With that done, Edwin jotted down the blood root to water ratio for the tea and turned to look at Bern.

“How do you feel, sir?” Asked Edwin. Bern, now clean and pacing like a caged animal, looked at his wife with accusation in his eyes.

“She won’t let me get fresh air. The sick need fresh air, right, charlatan?” Asked Bern. Edwin sighed.

“I really wish you would stop calling me that, sir. I did my best, and now you are cured.”

“And you even stuck your neck on the line. Not many healers do that. They use prisoners to do their testing on, bah!” Said Bern, waving his hand at Edwin.

“You listen to me, charlatan, and listen to me well. A good healer is prim and proper. You can’t pay? Well, then, they will tell you politely to go die. Your sickness can cause a war? Well, then, go and die! You will have a hard life in front of you,” Bern went to Edwin and placed a hand on Edwin’s shoulder.

“You will be chased out of the cities. You will be called a quack, a charlatan, a thief! But hold your head high. Keep helping wretches like me. Your soul will go to a better place than where the four eyes that came by here will go to.”

“Sir, who did come over here? Perhaps I know them?” Edwin wanted to know so that he could avoid stepping on the healer’s toes. An angry healer could do quite a lot of damage to a hedge healer’s reputation.

“Donovan and Andrews,” said Bern. Edwin nodded. They were high-ranking healers in the academy. His anatomy and ear nose and throat professors, respectively.

“Thank you for telling me, Bern. Well, if you two don’t need anything else, Hadrian and I will be leaving,” Said Edwin. It was dark out, and there was no telling if they would be able to find a cave or a shelter before sunrise if they didn’t hurry.

“Charlatan, if it turns out to be a curse, don’t use a mirror curse. The poor folk of whatever country this comes from don’t deserve it. You promise me, now,” said Bern sternly.

“I would stop calling myself a healer if I ever use a mirror curse. Goodbye, Bern,” said Edwin, and then he looked towards Hadrian, who was longing on a chair.

“Hadrian, come on. We have to find a cave before sunrise,” said Edwin. Bern grabbed his hand and slipped something in it.

“Family heirloom. Will bring you luck and fortune. It is the least I can give you, charlatan. Take pity on my pride and accept it,” said Bern, and he stepped back.

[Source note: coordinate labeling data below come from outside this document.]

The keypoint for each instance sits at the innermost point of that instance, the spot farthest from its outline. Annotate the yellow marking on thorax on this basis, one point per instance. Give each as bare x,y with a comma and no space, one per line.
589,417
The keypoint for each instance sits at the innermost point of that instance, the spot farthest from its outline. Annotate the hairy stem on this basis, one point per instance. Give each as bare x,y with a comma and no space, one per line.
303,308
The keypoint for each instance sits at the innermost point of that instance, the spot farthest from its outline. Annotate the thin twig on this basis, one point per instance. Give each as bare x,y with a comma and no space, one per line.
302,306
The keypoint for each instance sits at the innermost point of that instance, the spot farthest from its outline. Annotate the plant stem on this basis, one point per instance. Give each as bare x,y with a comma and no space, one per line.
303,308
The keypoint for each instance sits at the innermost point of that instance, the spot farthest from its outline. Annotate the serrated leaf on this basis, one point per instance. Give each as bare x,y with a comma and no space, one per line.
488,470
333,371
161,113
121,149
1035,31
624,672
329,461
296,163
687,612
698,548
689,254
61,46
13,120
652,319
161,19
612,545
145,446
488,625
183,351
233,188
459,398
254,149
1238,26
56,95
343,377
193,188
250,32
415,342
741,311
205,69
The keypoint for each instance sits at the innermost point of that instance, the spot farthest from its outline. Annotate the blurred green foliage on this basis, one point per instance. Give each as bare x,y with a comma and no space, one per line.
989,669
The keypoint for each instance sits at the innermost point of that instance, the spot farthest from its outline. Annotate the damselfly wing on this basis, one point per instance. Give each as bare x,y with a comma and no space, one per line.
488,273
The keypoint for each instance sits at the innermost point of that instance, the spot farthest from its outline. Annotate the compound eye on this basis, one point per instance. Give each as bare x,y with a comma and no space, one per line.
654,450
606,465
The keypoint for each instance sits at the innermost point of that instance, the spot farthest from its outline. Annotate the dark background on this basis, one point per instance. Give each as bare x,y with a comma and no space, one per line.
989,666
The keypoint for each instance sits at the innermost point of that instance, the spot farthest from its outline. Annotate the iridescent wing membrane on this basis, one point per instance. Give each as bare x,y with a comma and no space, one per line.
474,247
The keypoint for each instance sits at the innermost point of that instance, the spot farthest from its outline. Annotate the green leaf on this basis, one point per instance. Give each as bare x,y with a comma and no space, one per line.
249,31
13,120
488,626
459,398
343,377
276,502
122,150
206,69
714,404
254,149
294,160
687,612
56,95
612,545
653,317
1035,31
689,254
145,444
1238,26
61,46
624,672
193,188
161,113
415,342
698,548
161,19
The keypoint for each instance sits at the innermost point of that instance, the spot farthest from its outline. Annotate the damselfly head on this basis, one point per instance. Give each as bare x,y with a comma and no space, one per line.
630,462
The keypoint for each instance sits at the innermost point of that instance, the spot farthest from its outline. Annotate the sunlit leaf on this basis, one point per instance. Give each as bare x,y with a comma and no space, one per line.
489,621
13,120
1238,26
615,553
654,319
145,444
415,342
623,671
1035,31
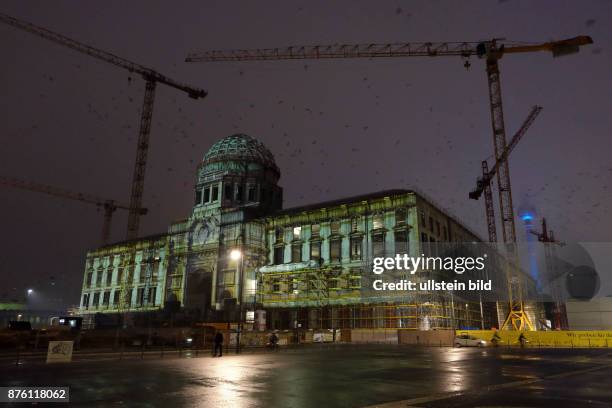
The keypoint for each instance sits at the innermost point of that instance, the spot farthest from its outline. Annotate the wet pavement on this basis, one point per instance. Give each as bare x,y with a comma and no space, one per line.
336,376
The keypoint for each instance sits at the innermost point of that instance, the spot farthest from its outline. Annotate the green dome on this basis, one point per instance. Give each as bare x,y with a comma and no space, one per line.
240,148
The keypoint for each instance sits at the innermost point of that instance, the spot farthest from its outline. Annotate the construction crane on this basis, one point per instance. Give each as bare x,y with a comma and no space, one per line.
491,51
109,206
483,184
151,78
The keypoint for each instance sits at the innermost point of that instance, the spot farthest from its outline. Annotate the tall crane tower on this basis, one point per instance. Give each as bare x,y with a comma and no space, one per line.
109,206
490,51
151,78
483,184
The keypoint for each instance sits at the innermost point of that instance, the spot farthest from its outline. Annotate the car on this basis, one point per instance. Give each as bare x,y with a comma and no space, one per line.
465,340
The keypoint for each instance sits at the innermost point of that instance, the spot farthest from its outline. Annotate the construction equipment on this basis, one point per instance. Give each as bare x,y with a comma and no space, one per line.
491,51
483,184
547,237
110,206
151,78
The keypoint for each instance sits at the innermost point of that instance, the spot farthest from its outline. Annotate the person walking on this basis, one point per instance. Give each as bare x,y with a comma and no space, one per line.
218,344
274,341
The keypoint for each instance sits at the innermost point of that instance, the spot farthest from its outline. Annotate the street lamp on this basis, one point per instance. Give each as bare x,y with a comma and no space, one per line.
237,256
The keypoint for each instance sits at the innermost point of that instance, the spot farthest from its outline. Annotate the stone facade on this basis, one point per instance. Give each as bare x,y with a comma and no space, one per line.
308,266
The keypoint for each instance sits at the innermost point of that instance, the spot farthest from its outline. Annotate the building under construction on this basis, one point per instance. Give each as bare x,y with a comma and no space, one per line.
239,254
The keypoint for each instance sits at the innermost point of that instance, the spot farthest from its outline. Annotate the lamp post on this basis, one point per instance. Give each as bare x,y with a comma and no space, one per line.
237,255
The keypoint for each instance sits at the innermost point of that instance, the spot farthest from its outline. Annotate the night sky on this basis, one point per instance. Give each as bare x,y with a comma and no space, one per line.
337,128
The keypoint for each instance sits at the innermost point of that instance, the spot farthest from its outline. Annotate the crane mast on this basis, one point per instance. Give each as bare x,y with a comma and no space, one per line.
109,206
491,51
483,184
151,78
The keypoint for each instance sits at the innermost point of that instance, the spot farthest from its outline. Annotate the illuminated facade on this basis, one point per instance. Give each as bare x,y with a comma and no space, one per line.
307,267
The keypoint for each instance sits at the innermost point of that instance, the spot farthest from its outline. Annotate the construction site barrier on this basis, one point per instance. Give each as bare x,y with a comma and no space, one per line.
561,339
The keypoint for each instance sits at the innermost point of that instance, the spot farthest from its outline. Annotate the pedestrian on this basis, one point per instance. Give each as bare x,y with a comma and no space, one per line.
496,339
274,341
218,344
522,340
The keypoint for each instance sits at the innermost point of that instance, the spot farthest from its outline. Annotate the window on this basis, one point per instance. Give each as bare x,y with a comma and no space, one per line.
355,224
296,252
315,250
229,191
251,193
239,192
401,241
279,255
229,276
278,234
378,245
335,250
151,295
276,286
294,286
400,216
378,221
356,244
297,232
140,296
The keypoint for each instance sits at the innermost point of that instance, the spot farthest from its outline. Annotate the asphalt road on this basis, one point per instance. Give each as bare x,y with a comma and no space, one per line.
335,376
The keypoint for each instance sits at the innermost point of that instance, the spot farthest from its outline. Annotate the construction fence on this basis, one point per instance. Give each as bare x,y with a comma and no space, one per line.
554,339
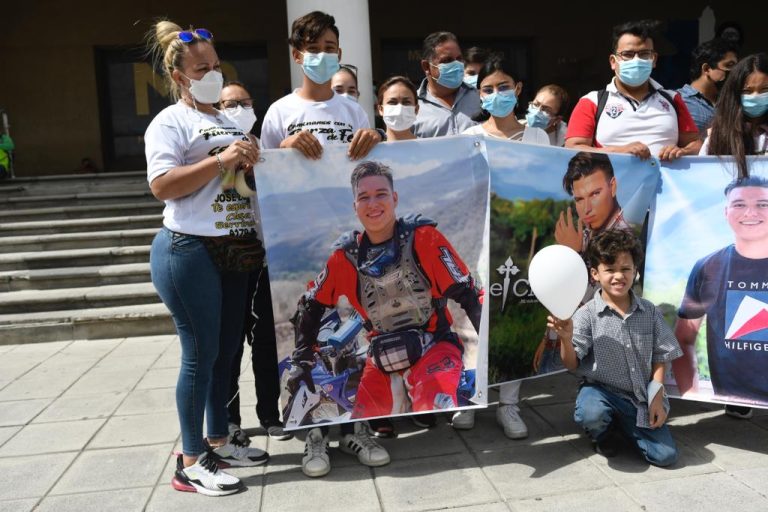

Edwin looked at his hand and found a bound booklet. He looked at the cover. One hundred and one fungi that grow in the grasslands. Edwin had never heard of this book. He opened it. It was handwritten. He looked at Bern for further clarifications.

“My great-grandfather was a shepherd. As the sheep grazed, he explored the surrounding land. I don’t know if all the names are correct, but the pictures are. So are the locations where you can find them. Take care, charlatan.”

With a grateful bow by Edwin, he and Hadrian were off, the booklet safely tucked away in Edwin’s bag. Who knew, maybe he could find something rare in here. But first, he needed to find a cave.